The Texas Chain Saw Massacre movie review - Aussieboyreviews

IS THE TEXAS CHAINSAW MASSACRE REALLY THAT MUCH OF A VIOLENT NIGHTMARE?

The film gets pretty violent, especially for the 70s. But it’s hard to understand how the slashing and murdering is terrifying. The Texas Chainsaw Massacre is still pretty decent and doesn’t rely on sexual content.

Storyline

A young woman and her friends travel to the grave of her grandfather after hearing that it may have been vandalised. But when they stop along the way to her grandfather’s house, they are terrorised by a chainsaw-wielding killer.

Movie Images

Movie details

Director: Tobe Hooper
Cast: Marilyn Burns, Paul A. Partain, Edwin Neal, Jim Siedow, Gunnar Hansen
Writer: Tobe Hooper, Kim Henkel
Release Date (Australia): 9 February 1984
Runtime: 83 minutes/1h 23m
Genre: Horror
Country: USA
Language: English

CONTENT GUIDE (WARNING: MAY CONTAIN SPOILERS)

Themes (R18+)

The film contains high impact horror themes and torture throughout, as well as depictions of corpses of people and images of animal slaughter.

Violence (R18+)

The film features brief depictions of characters being cut or attacked with sledgehammers and chainsaws. These scenes occasionally depict large amounts of blood detail.

Coarse Language (PG)

The film includes occasional coarse language in the form of use of the words “bitch”, “s**t” and “damn”.

mpaa rating

R (for an unknown reasoning)

Aussie boy's thoughts

The Texas Chainsaw Massacre is completely overrated. The film unquestionably lives up to its brutal-sounding name, but it’s basically just a bunch of friends running around being slashed and slaughtered like any average psycho horror film. The bloody murders are disturbing, but how do so many people find it terrifying? And just how is it even considered one of the best horror classics?
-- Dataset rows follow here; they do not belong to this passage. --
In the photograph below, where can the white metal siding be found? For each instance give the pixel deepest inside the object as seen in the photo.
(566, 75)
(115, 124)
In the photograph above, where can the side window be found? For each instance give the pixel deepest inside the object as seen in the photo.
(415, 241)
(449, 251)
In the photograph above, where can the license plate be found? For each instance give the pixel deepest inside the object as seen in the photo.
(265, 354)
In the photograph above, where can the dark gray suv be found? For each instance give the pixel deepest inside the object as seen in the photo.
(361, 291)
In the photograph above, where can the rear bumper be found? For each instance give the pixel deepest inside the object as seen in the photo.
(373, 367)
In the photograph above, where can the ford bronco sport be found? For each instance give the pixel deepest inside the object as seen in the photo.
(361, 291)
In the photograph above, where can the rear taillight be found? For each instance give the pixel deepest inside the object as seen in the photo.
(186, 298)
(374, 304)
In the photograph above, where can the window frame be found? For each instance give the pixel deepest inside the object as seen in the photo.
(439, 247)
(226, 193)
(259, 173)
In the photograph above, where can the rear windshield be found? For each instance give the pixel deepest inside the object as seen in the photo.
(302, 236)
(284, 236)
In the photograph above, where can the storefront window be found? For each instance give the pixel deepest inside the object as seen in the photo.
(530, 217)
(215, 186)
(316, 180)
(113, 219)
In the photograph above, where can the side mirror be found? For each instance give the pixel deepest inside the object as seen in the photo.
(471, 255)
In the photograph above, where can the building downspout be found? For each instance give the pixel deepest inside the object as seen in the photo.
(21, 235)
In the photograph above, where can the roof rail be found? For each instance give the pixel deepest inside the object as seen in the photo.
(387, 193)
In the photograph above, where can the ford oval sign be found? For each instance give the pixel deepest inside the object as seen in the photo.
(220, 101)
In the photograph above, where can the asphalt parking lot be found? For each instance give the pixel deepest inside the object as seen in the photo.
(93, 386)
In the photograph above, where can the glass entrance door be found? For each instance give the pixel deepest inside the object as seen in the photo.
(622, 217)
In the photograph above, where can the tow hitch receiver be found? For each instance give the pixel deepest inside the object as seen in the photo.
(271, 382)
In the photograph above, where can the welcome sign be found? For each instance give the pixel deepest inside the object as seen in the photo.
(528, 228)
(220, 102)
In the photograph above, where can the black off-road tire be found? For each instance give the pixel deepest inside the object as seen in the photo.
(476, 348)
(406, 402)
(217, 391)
If there’s any words to describe this violent slasher, it’s decent but slow. Even despite the 80-minute runtime, the cheap scares won’t hold everyone through. It’s very well-made and the effects are amazing for the 70s, but you’d expect all the hype to be because the film is terrifying, which it honestly isn’t. It’s violent, but not scary. So it’s complete rubbish when people call the film a classic masterpiece. Even big horror fans may find the iconic slashing too sickening or nauseating, but they’ll stay for the terror. And they’ll discover by the end that The Texas Chainsaw Massacre relies on predictable violence for scares like most horror features do.

Anyway, the storyline is pretty decent so you can’t complain too much. The effects and killings are epic for a classic slasher. Plus, the film’s quality is excellent for its time. So The Texas Chainsaw Massacre is definitely worth checking out for horror/slasher fans, but doesn’t live up to the hype.